Case reports submitted for publication do not strictly meet the criteria of research. Although a case report (defined as a retrospective analysis of one (1), two (2), or three (3) clinical cases) may be illustrative, it does not meet the Federal Policy for the Protection of Human Subjects definition of Research, which requires an investigation that contributes to generalizable knowledge about a disease or condition. Instead, a case report is intended to develop information to be shared for medical or educational purposes.
The institution’s policy, therefore, is that a case report is not research that must be approved by the IRB . If an author wants to have a project assessed by the IRB to determine whether it meets the institution’s definition of a case report the author may contact the IRB.
Although there is no requirement of IRB approval for a case report, the HIPAA Privacy Rule restricts how protected health information (individually identifiable health information) may be used and disclosed. HIPAA requires written authorization for certain uses and disclosures of an individual’s protected health information, including publication of a single case report.
An author may be exempted from obtaining a signed authorization from the patient discussed in the case report if certain identifiers are removed from the case report prior to disclosure (i.e., before the case report is submitted to a journal). The removal should be done by a member of the Tufts Medical Center workforce. It is the responsibility of the author to ensure compliance with patient privacy, institutional rules, and federal regulations. It is also the responsibility of the author to ensure that (i) no photos or illustrations that contain identifiable features are included the case report (e.g. pictures of a patient’s face or tattoos should not be included or the identifying information should not be visible) and (ii) the case(s) described in the report are not so unique or unusual that it might be possible for others to identify the patients in the case reports.

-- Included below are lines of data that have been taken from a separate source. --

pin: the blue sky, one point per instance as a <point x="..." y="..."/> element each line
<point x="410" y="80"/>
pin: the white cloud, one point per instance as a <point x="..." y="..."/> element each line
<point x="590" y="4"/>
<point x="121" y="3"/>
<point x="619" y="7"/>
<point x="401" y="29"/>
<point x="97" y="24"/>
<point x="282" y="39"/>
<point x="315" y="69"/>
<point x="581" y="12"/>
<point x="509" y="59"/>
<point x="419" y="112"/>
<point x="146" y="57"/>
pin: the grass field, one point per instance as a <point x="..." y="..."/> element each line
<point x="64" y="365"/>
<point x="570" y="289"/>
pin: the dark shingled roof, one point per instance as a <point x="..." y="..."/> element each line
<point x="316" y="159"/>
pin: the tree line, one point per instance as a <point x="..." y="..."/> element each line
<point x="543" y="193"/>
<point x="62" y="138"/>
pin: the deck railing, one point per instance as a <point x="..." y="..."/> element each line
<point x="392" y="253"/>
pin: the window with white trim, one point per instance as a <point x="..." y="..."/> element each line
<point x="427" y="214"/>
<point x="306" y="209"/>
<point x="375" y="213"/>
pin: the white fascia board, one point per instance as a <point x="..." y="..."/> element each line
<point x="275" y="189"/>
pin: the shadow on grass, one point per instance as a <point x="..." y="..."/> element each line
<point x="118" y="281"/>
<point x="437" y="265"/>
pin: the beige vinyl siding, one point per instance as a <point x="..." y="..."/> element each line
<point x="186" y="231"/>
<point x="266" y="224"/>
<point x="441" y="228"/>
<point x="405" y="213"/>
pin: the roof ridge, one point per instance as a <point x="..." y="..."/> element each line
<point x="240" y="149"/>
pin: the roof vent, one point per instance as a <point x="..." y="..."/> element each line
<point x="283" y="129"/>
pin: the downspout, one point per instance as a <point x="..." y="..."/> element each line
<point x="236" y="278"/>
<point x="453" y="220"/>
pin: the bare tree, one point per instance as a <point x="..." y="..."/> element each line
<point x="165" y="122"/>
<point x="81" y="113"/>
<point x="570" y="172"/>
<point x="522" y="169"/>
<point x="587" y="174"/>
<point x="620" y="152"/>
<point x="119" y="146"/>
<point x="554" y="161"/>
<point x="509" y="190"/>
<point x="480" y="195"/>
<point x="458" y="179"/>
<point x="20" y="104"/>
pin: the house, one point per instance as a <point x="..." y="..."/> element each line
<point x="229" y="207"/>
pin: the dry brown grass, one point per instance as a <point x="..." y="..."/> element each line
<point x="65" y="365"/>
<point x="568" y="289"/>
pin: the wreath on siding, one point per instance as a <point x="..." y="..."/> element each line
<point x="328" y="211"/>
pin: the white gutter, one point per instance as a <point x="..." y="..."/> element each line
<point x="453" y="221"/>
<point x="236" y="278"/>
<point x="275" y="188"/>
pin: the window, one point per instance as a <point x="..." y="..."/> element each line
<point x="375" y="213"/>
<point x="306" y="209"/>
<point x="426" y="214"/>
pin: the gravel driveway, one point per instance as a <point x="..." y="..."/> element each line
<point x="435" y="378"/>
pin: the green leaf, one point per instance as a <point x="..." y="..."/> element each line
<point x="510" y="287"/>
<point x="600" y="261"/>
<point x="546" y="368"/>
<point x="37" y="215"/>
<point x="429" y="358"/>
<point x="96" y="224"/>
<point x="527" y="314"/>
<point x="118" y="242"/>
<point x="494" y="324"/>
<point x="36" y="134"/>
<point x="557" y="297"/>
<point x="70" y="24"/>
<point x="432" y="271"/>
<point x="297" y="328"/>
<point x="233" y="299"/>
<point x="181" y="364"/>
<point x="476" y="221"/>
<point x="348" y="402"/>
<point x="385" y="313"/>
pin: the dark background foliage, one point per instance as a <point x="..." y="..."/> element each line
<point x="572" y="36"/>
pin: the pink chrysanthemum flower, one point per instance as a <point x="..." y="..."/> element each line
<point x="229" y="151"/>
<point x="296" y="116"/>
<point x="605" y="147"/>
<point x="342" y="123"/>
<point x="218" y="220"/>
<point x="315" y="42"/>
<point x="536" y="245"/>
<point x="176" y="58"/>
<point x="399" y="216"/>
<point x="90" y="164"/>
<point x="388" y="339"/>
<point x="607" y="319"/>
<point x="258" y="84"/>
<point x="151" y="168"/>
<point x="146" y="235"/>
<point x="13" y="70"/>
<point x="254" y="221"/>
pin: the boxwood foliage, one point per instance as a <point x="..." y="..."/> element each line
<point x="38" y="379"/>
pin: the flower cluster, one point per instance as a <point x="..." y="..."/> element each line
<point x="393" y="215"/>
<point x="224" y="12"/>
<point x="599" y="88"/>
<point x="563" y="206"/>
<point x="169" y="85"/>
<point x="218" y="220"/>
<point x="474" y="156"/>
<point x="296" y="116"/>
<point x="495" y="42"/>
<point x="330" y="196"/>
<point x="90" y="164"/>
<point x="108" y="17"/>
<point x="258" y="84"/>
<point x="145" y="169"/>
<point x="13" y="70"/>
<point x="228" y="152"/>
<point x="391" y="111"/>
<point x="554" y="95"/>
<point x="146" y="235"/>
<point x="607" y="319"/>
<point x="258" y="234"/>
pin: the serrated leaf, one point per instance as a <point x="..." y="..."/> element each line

If an author wants to publish a case report that is not completely de-identified pursuant to the standards set forth in HIPAA or if there is any concern that a patient could be identified or likewise could identify themselves or a family member (for example, because the condition or diagnosis is distinct or identifiable features appear in photographs), the institutional privacy officer or his/her designee should be consulted and explicit authorization from the patient must be sought for the use of identifiable information. If a patient is deceased, authorization for the use of identifiable patient information must be obtained from the personal representative of the patient’s estate.
If case reports are not identifiable, there is no need to obtain the patient’s signed authorization, to contact the HIPAA Privacy Officer, or to submit any documents to the IRB.
If a case report will contain information that directly or indirectly identifies a patient, the author is to contact his/her institutional privacy officer or designee. In addition, the author must attain authorization for the use of this identifiable information from the patient, or the patient’s estate if the patient is deceased. Please contact your institution’s HIPAA Privacy Officer or his/her representative if you have questions about whether the data in your case report may directly or indirectly identify a patient.
1) An analysis of more than three clinical cases does meet the definition of research that must receive IRB approval before commencing. These cases also require the authorization of a subject that meets the requirements set forth in HIPAA.